Questions of Fermions

It turns out that coming up with answers to Fermi questions is not that difficult and can be fun. Take the pennies to Everest question as an example. I happen to know that Mount Everest is about 30,000 feet high. And, having spent a lifetime getting more or less useless pennies back in change, I would guess that a stack of ten pennies makes an inch. If there are ten pennies in an inch, then there are 120 pennies in a foot and so there would be 120 * 30,0000 pennies in 30,000 feet. Do the multiplication and you come up with a stack of about three and a half million pennies.

How'd I do? Going out to Google I find that a US penny is in fact about 0.06 inches thick, which means there are 16.7 pennies to the inch or 200 to the foot. And Everest is officially 29,029 feet high. Run that math and you get about 5.8 million pennies to the mountain. So my answer was about 40% too low, which isn't bad considering that I started out with absolutely no idea.

And it's not just me: I got this particular Fermi question from The Fermi Estimates Lesson Plan If you read down through the PDF you will find the authors' attempt at working the pennies to Everest problem and if you look a bit further you'll see they came a bit closer than I did: 4.2 million pennies. Note that while neither I nor the lesson plan authors managed to score a bulls eye, we did both manage to hit the dart board. And how that happened is interesting as well: While the lesson plan estimate fell short on Everest (they thought it was only 21,000 feet high) they had a much better ideas of the number of pennies in a foot. None of this is a coincidence: Fermi estimates tend to work because the odds are that the errors in estimates will to some extent cancel each other out.

But maybe the Everest question was just a fluke, so let's give it another go: Here's a Fermi question for today's world: How many people in the world are talking on their cellphones right now?

Let's see, I think there are about 8 billion people in the world and as a guess I'd say that half of them own cell phones. My experience is that most people spend about 20 minutes a day on their phone. Some more, some less, but maybe 20 minutes a day is about average. So at any given time there a four billion people with a cell phone and in a given 24 hour day each of them talks for 20 minutes. Now 20 minutes is about 1/75th of a day so we have 4 billion / 75 or about 53 million people gabbing at any one time. The lesson plan authors came up with a higher number 120 million.

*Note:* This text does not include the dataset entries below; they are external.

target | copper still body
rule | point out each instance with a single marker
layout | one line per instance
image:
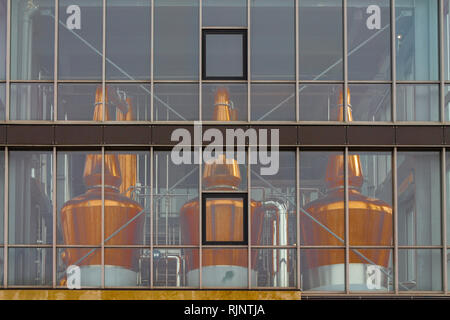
(81, 217)
(370, 223)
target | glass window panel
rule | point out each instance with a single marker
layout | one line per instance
(2, 101)
(226, 268)
(175, 201)
(128, 102)
(371, 102)
(79, 220)
(176, 267)
(237, 99)
(420, 269)
(418, 102)
(80, 49)
(128, 39)
(176, 39)
(322, 269)
(369, 40)
(30, 197)
(127, 200)
(371, 270)
(219, 13)
(274, 201)
(273, 39)
(30, 267)
(321, 51)
(319, 102)
(275, 268)
(417, 39)
(32, 39)
(76, 101)
(322, 198)
(175, 101)
(224, 55)
(88, 260)
(273, 102)
(2, 39)
(370, 198)
(419, 194)
(128, 267)
(31, 101)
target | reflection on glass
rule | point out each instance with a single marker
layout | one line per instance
(128, 102)
(230, 13)
(322, 269)
(226, 268)
(31, 101)
(371, 270)
(417, 102)
(71, 185)
(127, 201)
(128, 39)
(371, 102)
(2, 39)
(76, 101)
(275, 195)
(417, 39)
(175, 201)
(273, 39)
(32, 39)
(369, 40)
(224, 55)
(80, 45)
(321, 198)
(30, 267)
(318, 102)
(275, 268)
(419, 269)
(370, 198)
(176, 267)
(88, 260)
(30, 197)
(126, 267)
(419, 194)
(320, 56)
(235, 97)
(274, 102)
(176, 39)
(175, 101)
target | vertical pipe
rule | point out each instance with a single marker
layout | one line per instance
(393, 65)
(395, 208)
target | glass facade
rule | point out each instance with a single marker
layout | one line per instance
(105, 202)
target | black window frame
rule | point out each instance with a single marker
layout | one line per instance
(242, 32)
(229, 195)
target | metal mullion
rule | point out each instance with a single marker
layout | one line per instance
(297, 65)
(151, 216)
(55, 59)
(393, 65)
(297, 179)
(8, 58)
(5, 219)
(152, 68)
(345, 60)
(346, 223)
(395, 211)
(54, 172)
(444, 218)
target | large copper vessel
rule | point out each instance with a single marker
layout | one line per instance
(370, 223)
(221, 267)
(81, 218)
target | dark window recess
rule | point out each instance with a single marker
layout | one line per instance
(224, 54)
(224, 219)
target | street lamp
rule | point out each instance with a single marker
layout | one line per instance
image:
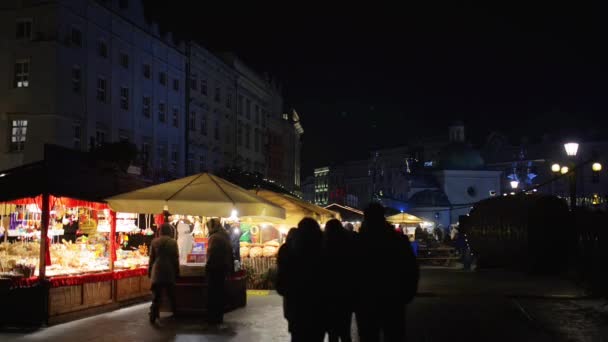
(571, 149)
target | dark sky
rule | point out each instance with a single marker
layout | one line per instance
(363, 77)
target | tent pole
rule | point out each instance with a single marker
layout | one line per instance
(44, 232)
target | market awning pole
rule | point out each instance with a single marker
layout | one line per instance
(44, 232)
(112, 239)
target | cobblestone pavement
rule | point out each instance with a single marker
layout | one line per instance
(440, 313)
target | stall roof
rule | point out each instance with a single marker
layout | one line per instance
(201, 194)
(66, 173)
(295, 208)
(347, 213)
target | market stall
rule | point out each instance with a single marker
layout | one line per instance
(260, 239)
(191, 201)
(55, 261)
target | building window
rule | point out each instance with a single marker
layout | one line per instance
(204, 87)
(22, 73)
(100, 138)
(124, 98)
(76, 37)
(228, 99)
(18, 135)
(218, 96)
(102, 49)
(76, 78)
(147, 71)
(193, 82)
(24, 29)
(174, 157)
(124, 60)
(204, 124)
(216, 129)
(162, 113)
(190, 163)
(146, 106)
(77, 137)
(239, 133)
(192, 121)
(175, 117)
(101, 89)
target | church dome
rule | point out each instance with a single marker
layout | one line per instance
(459, 156)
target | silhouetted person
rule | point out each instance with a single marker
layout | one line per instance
(285, 274)
(338, 261)
(305, 283)
(163, 268)
(219, 265)
(390, 281)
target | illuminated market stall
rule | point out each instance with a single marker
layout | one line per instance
(192, 201)
(57, 252)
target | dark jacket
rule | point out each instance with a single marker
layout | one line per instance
(391, 269)
(219, 252)
(164, 260)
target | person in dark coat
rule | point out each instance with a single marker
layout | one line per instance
(305, 285)
(163, 269)
(219, 265)
(283, 273)
(390, 281)
(339, 278)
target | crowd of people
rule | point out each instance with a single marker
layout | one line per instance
(327, 276)
(324, 277)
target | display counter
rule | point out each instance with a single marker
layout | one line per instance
(191, 291)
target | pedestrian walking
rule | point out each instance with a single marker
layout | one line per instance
(305, 305)
(285, 274)
(219, 265)
(390, 278)
(338, 261)
(163, 269)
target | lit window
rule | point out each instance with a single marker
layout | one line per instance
(24, 29)
(102, 49)
(147, 71)
(124, 60)
(124, 98)
(193, 121)
(77, 137)
(76, 37)
(101, 89)
(22, 73)
(76, 78)
(175, 120)
(204, 124)
(162, 114)
(146, 106)
(204, 87)
(18, 135)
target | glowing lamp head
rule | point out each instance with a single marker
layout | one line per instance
(571, 149)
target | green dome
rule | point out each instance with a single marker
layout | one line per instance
(460, 157)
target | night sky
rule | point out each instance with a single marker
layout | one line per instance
(365, 77)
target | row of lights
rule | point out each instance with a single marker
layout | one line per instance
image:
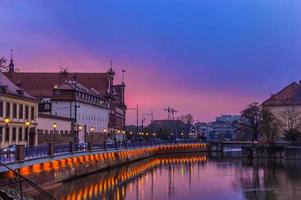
(7, 121)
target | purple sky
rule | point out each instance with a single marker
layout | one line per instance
(201, 57)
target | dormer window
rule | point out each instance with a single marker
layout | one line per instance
(57, 92)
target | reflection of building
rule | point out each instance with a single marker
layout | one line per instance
(18, 114)
(285, 102)
(45, 129)
(222, 128)
(199, 130)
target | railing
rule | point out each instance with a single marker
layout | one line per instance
(42, 151)
(14, 189)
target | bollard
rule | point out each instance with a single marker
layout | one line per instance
(90, 146)
(51, 149)
(71, 147)
(105, 146)
(20, 152)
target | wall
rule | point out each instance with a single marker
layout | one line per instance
(19, 133)
(45, 130)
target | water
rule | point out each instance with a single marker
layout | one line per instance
(189, 176)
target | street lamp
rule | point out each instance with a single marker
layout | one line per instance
(92, 132)
(27, 124)
(6, 121)
(54, 126)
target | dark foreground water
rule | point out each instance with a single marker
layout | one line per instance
(189, 177)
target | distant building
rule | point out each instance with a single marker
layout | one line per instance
(199, 130)
(222, 128)
(286, 102)
(18, 114)
(168, 128)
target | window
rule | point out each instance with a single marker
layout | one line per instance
(8, 110)
(14, 134)
(20, 133)
(26, 134)
(1, 109)
(15, 111)
(26, 112)
(20, 111)
(7, 134)
(32, 113)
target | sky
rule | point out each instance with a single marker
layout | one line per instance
(205, 57)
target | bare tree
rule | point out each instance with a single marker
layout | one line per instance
(293, 124)
(269, 126)
(250, 121)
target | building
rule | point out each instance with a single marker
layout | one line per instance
(222, 128)
(168, 129)
(18, 114)
(199, 130)
(41, 85)
(286, 103)
(48, 125)
(86, 107)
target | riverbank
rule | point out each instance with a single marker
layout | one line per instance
(41, 173)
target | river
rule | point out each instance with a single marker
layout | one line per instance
(189, 176)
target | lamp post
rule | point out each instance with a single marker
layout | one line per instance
(54, 126)
(27, 124)
(6, 121)
(92, 132)
(80, 128)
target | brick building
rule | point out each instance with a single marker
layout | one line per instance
(18, 115)
(41, 85)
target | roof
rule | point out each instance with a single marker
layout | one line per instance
(290, 95)
(12, 89)
(41, 84)
(69, 85)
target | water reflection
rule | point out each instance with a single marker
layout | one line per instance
(189, 176)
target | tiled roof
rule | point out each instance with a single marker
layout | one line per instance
(290, 95)
(41, 84)
(11, 88)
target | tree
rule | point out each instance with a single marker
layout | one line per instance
(250, 121)
(269, 126)
(293, 124)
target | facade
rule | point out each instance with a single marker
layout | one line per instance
(88, 110)
(199, 130)
(222, 128)
(18, 115)
(45, 129)
(285, 103)
(41, 85)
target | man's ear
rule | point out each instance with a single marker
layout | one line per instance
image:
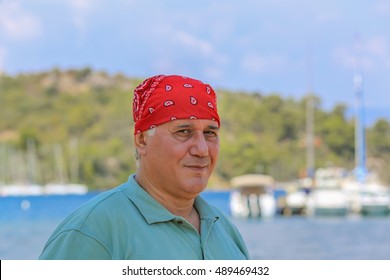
(140, 142)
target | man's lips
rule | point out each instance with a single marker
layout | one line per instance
(197, 166)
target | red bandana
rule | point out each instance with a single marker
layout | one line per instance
(161, 99)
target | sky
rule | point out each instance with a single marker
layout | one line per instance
(288, 47)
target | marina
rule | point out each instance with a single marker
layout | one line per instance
(26, 222)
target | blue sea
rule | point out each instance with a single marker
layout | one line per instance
(27, 222)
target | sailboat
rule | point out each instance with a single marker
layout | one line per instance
(62, 187)
(372, 197)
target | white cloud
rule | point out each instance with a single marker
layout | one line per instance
(194, 43)
(367, 54)
(376, 46)
(81, 9)
(17, 23)
(255, 63)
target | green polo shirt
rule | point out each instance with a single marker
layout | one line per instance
(127, 223)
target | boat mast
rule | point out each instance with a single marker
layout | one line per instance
(310, 153)
(360, 135)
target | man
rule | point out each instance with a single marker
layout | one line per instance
(158, 213)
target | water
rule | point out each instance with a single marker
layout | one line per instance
(27, 222)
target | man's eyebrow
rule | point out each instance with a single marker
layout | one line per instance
(213, 127)
(187, 125)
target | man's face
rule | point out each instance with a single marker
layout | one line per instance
(180, 157)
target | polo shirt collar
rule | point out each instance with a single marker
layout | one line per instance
(153, 211)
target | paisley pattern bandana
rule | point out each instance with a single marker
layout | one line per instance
(162, 98)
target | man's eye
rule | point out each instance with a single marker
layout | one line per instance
(184, 131)
(210, 133)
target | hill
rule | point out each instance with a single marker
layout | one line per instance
(78, 125)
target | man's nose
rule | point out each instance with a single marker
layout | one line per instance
(199, 145)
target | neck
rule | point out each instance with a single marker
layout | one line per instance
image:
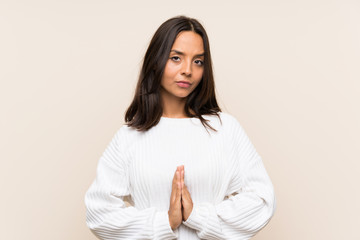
(173, 107)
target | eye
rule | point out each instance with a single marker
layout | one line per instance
(199, 62)
(175, 58)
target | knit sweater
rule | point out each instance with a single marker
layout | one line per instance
(233, 196)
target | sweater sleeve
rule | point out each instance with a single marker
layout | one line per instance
(250, 202)
(107, 215)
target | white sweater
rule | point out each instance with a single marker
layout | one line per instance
(231, 191)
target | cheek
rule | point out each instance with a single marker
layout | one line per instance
(170, 70)
(198, 74)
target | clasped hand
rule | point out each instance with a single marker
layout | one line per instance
(181, 203)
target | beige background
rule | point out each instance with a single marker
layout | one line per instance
(288, 70)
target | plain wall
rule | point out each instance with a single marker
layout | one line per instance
(287, 70)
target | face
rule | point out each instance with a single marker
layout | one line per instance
(185, 66)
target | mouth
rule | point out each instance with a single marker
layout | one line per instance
(183, 84)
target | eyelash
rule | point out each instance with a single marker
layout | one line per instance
(176, 58)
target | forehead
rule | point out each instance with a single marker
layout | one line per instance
(188, 41)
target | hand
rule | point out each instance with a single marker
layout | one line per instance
(175, 213)
(186, 201)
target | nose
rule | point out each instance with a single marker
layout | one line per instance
(186, 68)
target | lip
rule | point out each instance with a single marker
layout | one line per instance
(183, 84)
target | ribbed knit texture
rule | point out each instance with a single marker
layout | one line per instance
(232, 193)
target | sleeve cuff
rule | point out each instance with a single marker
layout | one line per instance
(197, 217)
(162, 228)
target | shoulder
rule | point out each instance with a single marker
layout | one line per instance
(125, 136)
(229, 120)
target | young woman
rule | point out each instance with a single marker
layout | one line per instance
(188, 170)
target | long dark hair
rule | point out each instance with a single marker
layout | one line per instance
(146, 109)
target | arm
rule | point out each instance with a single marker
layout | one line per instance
(106, 213)
(251, 201)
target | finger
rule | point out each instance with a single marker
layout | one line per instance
(178, 189)
(174, 187)
(182, 178)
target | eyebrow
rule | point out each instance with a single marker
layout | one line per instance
(181, 53)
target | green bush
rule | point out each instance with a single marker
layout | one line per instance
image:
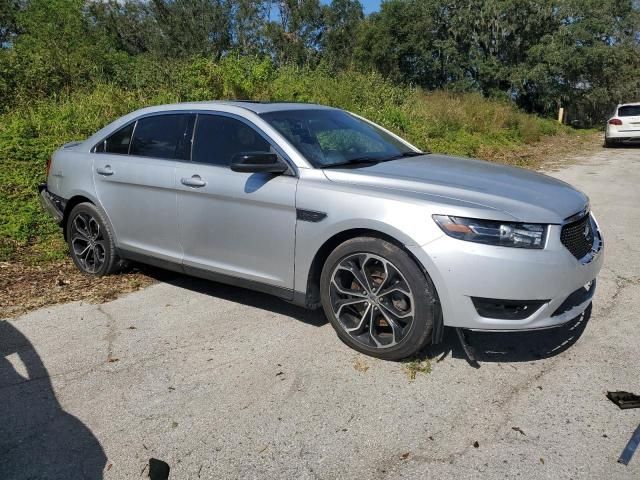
(455, 123)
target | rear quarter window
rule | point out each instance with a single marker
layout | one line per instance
(117, 142)
(162, 136)
(629, 111)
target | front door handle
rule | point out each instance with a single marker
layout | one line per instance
(106, 170)
(194, 181)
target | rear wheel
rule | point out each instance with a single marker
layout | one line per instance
(377, 299)
(91, 241)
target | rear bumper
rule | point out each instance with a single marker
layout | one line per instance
(51, 203)
(548, 281)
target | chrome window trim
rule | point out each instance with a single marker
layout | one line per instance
(577, 216)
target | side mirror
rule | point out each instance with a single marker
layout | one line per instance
(258, 162)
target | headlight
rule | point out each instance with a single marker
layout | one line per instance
(491, 232)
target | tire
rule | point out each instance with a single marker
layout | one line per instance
(392, 317)
(91, 241)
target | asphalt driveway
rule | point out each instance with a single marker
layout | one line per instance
(221, 382)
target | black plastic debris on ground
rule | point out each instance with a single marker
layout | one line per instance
(624, 400)
(158, 470)
(631, 447)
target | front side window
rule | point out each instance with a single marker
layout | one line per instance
(117, 142)
(218, 139)
(162, 136)
(334, 137)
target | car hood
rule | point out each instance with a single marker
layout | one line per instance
(523, 194)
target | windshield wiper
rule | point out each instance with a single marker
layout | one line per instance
(405, 155)
(355, 161)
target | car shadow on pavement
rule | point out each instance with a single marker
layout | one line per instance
(250, 298)
(512, 346)
(38, 439)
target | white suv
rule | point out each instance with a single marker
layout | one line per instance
(624, 125)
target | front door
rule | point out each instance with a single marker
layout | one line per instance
(235, 225)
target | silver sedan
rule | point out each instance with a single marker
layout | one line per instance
(324, 208)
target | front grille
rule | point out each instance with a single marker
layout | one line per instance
(578, 237)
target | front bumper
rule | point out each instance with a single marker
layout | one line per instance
(462, 271)
(614, 132)
(51, 203)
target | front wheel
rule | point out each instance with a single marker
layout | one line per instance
(377, 299)
(608, 143)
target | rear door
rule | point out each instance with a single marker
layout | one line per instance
(134, 172)
(630, 117)
(235, 225)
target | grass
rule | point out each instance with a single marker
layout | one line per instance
(461, 124)
(415, 366)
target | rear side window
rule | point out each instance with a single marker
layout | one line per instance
(629, 111)
(218, 139)
(118, 142)
(162, 136)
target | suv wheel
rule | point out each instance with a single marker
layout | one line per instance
(377, 299)
(91, 241)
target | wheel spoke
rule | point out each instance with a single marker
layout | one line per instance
(395, 328)
(393, 311)
(362, 275)
(358, 327)
(355, 272)
(371, 329)
(87, 245)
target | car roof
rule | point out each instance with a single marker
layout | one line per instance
(253, 106)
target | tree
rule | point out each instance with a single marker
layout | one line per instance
(341, 19)
(249, 18)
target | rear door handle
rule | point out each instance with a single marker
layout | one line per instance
(194, 181)
(106, 170)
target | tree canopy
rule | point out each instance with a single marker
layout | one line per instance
(541, 54)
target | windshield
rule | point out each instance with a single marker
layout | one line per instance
(333, 137)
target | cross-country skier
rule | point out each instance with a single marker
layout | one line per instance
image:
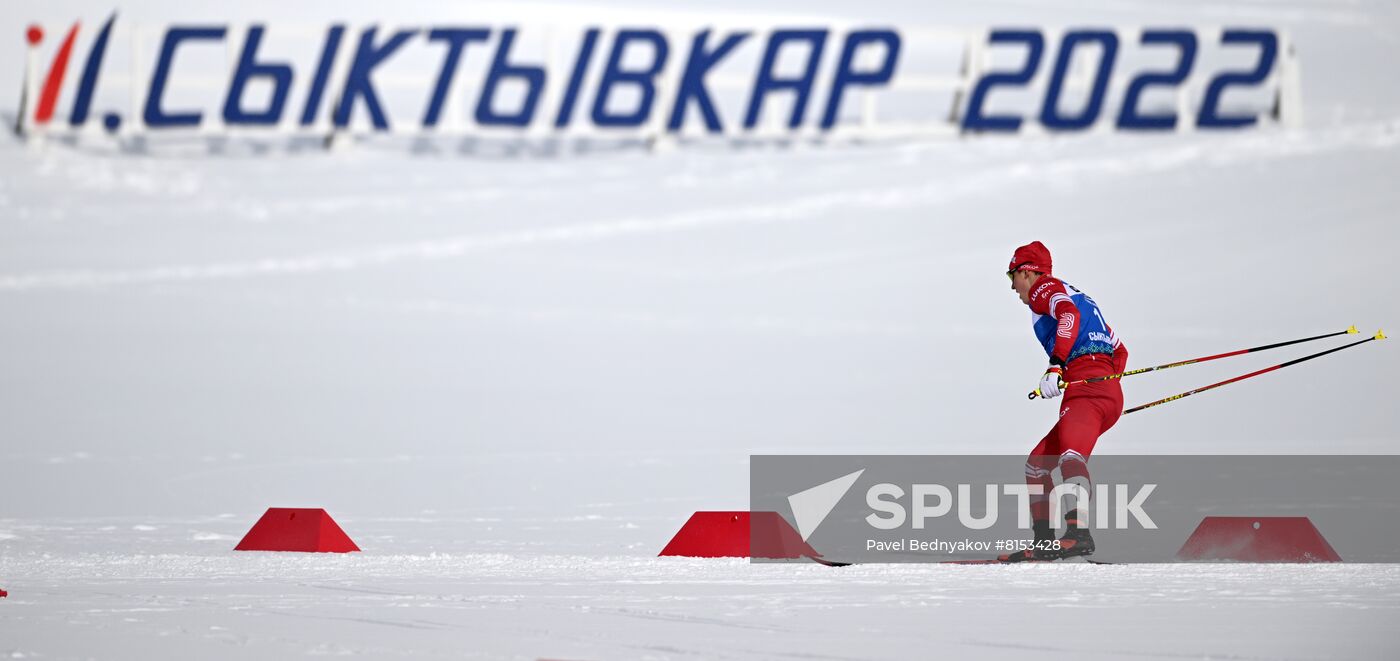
(1081, 345)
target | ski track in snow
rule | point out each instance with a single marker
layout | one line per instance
(522, 604)
(1238, 150)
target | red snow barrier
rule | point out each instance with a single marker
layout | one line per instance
(738, 534)
(1257, 539)
(283, 528)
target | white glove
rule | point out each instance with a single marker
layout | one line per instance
(1050, 383)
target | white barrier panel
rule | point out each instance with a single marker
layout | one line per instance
(730, 80)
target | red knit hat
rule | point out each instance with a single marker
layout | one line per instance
(1031, 256)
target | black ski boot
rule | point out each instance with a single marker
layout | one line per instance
(1040, 549)
(1077, 539)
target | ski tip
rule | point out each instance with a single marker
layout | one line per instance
(829, 563)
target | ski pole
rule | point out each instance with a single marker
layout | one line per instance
(1192, 362)
(1379, 335)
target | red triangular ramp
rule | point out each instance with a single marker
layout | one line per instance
(738, 534)
(1257, 539)
(286, 528)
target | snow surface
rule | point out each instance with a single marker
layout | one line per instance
(444, 588)
(511, 377)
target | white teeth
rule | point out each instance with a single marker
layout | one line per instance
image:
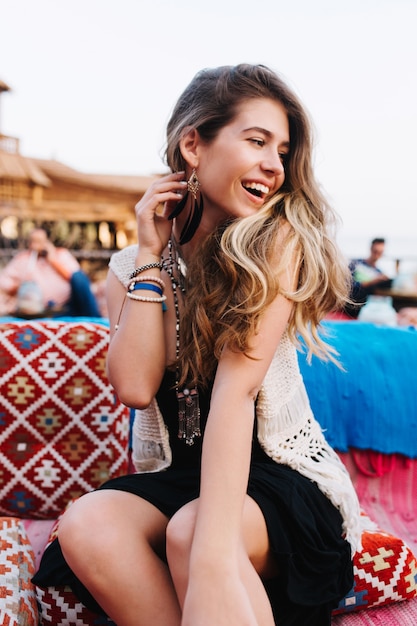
(257, 187)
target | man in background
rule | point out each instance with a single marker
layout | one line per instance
(366, 277)
(46, 280)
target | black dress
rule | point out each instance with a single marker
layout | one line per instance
(305, 529)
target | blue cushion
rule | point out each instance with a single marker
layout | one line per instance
(373, 404)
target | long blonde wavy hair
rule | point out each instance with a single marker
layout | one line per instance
(235, 275)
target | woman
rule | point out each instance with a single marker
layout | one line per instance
(254, 519)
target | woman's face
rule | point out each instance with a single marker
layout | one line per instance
(244, 165)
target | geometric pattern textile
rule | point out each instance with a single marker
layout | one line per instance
(63, 431)
(60, 607)
(17, 566)
(385, 571)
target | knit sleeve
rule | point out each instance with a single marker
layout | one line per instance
(122, 263)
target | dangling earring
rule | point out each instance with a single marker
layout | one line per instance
(195, 208)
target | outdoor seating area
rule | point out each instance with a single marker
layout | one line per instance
(63, 432)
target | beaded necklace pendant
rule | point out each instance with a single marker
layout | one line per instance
(188, 400)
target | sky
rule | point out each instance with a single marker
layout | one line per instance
(94, 81)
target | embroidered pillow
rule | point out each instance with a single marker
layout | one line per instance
(63, 431)
(385, 572)
(59, 605)
(17, 566)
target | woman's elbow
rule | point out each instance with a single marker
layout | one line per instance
(130, 393)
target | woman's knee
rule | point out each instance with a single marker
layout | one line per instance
(180, 530)
(79, 524)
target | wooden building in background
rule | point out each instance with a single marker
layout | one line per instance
(91, 214)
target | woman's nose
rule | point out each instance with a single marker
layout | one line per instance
(273, 162)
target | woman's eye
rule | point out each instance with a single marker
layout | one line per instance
(258, 142)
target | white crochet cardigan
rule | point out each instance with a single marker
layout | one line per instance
(287, 429)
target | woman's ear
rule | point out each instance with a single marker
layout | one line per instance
(189, 144)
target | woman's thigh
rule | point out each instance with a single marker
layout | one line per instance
(113, 518)
(255, 540)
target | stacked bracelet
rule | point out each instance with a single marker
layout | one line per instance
(145, 298)
(145, 286)
(151, 279)
(143, 268)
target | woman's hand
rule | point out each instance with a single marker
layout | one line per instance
(222, 601)
(153, 210)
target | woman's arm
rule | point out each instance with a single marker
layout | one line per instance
(225, 469)
(141, 346)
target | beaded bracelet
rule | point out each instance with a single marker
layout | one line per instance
(152, 279)
(143, 268)
(145, 298)
(145, 286)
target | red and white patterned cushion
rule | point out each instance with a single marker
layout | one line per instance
(63, 431)
(385, 572)
(17, 566)
(60, 607)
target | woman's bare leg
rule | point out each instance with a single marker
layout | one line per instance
(115, 542)
(256, 561)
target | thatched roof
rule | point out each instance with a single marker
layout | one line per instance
(19, 168)
(56, 170)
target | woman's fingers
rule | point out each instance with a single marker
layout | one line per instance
(153, 210)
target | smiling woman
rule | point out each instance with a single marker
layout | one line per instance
(254, 520)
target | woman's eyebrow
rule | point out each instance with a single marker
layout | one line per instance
(267, 133)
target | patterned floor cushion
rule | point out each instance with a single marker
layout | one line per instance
(17, 566)
(63, 431)
(59, 606)
(385, 572)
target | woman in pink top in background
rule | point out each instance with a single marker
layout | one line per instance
(57, 284)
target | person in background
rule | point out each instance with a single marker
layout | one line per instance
(46, 280)
(239, 512)
(366, 277)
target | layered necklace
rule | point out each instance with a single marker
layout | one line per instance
(188, 400)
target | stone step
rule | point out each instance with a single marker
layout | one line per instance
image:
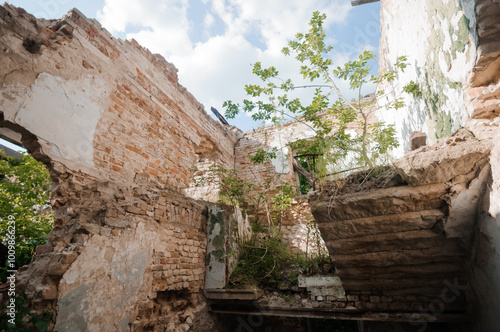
(380, 202)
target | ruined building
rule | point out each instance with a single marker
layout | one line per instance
(120, 137)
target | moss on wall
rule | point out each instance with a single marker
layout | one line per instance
(217, 240)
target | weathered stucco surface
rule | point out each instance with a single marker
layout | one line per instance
(440, 40)
(122, 140)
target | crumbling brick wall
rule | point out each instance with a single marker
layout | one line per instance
(119, 136)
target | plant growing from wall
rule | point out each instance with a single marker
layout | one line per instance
(24, 198)
(332, 119)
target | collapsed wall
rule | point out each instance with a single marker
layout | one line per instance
(119, 136)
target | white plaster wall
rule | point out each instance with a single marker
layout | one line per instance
(64, 111)
(431, 34)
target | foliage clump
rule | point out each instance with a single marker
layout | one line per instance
(266, 261)
(347, 132)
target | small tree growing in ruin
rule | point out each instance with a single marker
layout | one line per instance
(330, 117)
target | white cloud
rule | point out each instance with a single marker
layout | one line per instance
(208, 21)
(218, 69)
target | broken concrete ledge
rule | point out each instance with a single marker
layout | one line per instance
(233, 294)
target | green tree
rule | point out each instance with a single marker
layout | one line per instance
(24, 198)
(330, 117)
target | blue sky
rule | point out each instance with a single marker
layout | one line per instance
(213, 43)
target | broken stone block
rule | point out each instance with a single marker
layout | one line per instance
(417, 140)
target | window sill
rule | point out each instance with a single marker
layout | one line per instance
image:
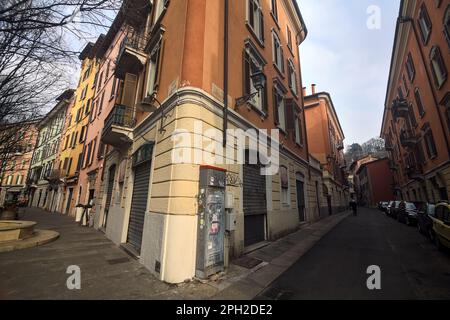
(277, 68)
(291, 51)
(275, 20)
(251, 106)
(439, 86)
(282, 130)
(252, 32)
(295, 94)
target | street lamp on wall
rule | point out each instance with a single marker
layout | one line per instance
(259, 81)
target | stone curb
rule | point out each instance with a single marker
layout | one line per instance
(39, 238)
(255, 282)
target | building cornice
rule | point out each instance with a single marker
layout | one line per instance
(192, 95)
(402, 31)
(327, 97)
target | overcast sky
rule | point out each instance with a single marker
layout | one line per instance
(350, 61)
(343, 57)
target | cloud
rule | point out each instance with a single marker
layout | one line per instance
(343, 57)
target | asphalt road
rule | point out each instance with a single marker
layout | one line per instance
(336, 268)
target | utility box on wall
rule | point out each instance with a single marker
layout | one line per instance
(211, 222)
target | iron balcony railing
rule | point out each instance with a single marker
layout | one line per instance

Real Questions, Decent Answers

So what's the right answer? Dunno. Unlike the Everest question, I wasn't able to find hard data on the Internet to answer this question. But what we do have is a couple of independent estimates, ranging from my low of 53 million to the 120 million from my source. We could probably tighten up this range by breaking the Fermi rules and doing a bit of research - How many cell phones are out there? is probably a question we could get some real data on. But I will leave that as an exercise for the reader and point out that with a little math and a bit of ingenuity we have gone from no idea to making a rough estimate. And with that rough estimate in hand, we can see a way to get to a better number. And that is the brilliance of Professor Fermi and his questions.

The lesson in all of this is simple: You worst estimate is probably better than you best guess. Because when it comes to questions involving numbers, math turns out to be really useful.